Simple question: Does gasoline rust metal?

  1. If yes how about in comparison to water? I ask cause I was wondering how they stop the metallic fuel injection tubes from rusting out. Is there a coating or does it just not rust in presence of gasoline?

    Im assuming that gasoline doesnt rust since its a hydrocarbon and water contains O, and rusting is the product of oxidation. Is this correct?
    Last edited: Jul 16, 2008
  2. jcsd
  3. Well, I'm not sure, but keep in mind that gas tanks in automobiles, for example, often have a substantial area above the gasoline that common air sits.
    Through condensation and other factors, the water and oxygen(and other gases) in that air is mixed to some degree with the gasoline.
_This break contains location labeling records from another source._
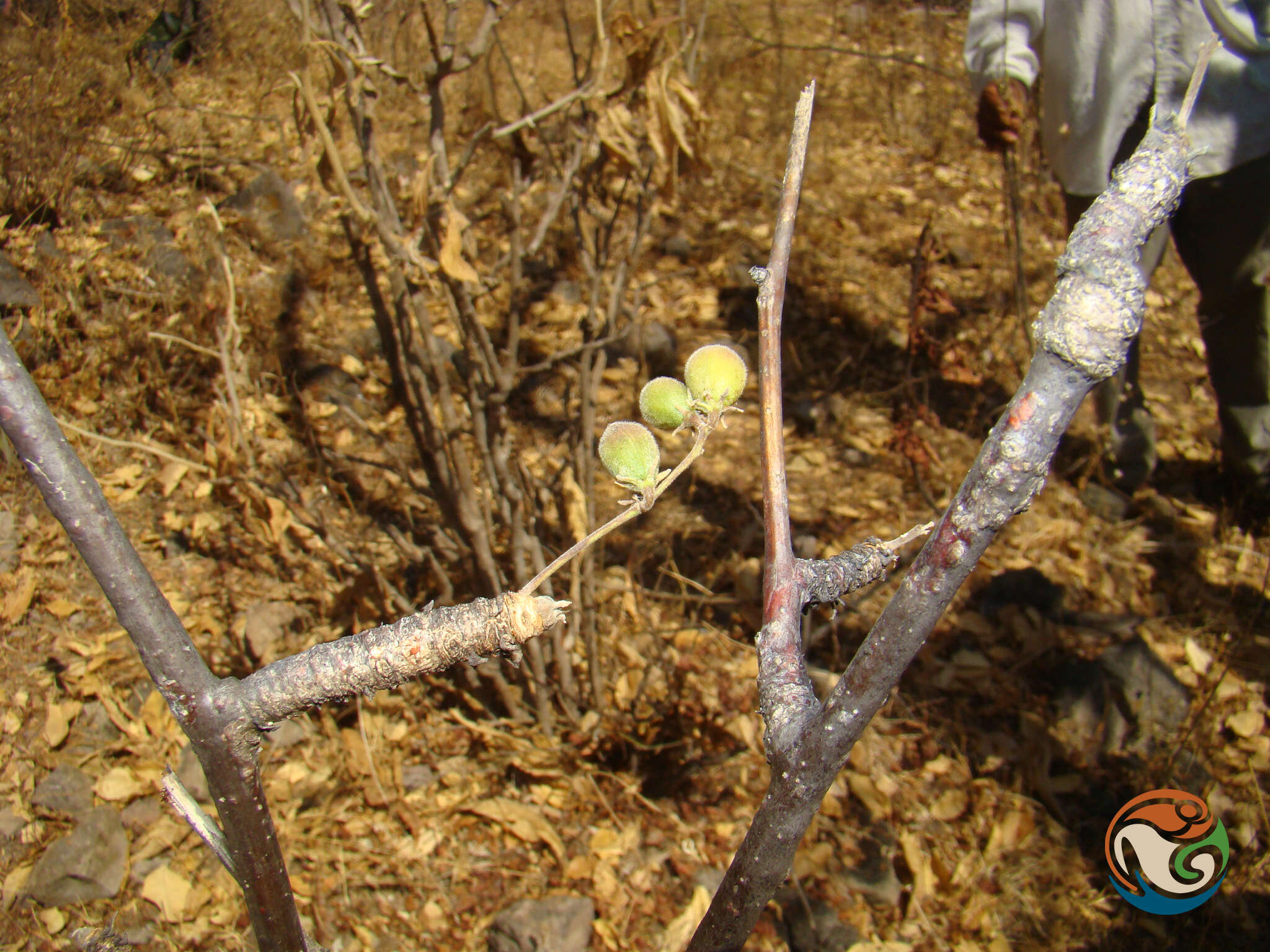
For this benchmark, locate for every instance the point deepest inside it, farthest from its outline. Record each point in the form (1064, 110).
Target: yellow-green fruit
(716, 376)
(629, 452)
(665, 403)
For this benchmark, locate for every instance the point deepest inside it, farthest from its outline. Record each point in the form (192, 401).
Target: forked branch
(1082, 338)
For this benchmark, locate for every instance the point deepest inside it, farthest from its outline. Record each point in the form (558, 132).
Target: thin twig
(133, 444)
(191, 345)
(184, 804)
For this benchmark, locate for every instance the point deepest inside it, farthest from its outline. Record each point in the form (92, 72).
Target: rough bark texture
(1082, 337)
(384, 658)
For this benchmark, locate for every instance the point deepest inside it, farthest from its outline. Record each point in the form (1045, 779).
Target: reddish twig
(1082, 338)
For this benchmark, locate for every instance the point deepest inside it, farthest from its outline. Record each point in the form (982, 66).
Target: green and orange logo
(1180, 848)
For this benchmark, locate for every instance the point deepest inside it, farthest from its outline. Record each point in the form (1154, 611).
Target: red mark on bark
(1023, 412)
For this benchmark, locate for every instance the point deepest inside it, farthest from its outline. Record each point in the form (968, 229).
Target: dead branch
(1082, 338)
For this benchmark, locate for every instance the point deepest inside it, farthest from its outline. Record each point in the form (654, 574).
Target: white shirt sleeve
(1001, 41)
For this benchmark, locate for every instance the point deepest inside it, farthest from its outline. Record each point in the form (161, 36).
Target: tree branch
(1082, 338)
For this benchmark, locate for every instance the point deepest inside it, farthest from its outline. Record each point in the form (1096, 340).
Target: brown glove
(1001, 113)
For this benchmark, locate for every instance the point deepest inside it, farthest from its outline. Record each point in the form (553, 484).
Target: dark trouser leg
(1222, 230)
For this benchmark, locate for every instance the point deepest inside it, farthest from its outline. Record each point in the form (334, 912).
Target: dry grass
(665, 782)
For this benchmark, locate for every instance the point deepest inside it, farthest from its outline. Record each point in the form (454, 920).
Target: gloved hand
(1001, 113)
  4. Your question is not as simple as you think. "Rust" is a generic term for oxidation that generally refers to Iron Oxide. The same sort of oxidation reaction can occur with other metals. Water doesn't cause rust, but it's presence does facilitate the process of rust formation on Iron. I doubt that automotive fuel lines are made of Iron, or even of mild steel, for that matter. As for steel gasoline tanks; examine a very old one and you will discover that they do, indeed rust.
  5. a metal cannot "rust" without oxygen. but i can guessing there is a coating on the inside of the tube.
  6. After working with old cars for many years I have found that steel tanks don't rust (internally) unless they get water in them (which they all do) that is with conventional gasolines/petrols where the water and petrol do not mix, in this case the water sinks to the bottom of the tank and causes it to rust in that location. Newer ethanol based fuels dissolve the water in petrol and reduce the rusting effect.
  7. They'll rust, same as brake lines, from the inside out usually.
    Fuel rails that are on the engine, aluminum I personally have on my car, are simply that, aluminum. I am thinking about running E85 on this car, and also about this being an issue, they'd possibly have to be anodized inside.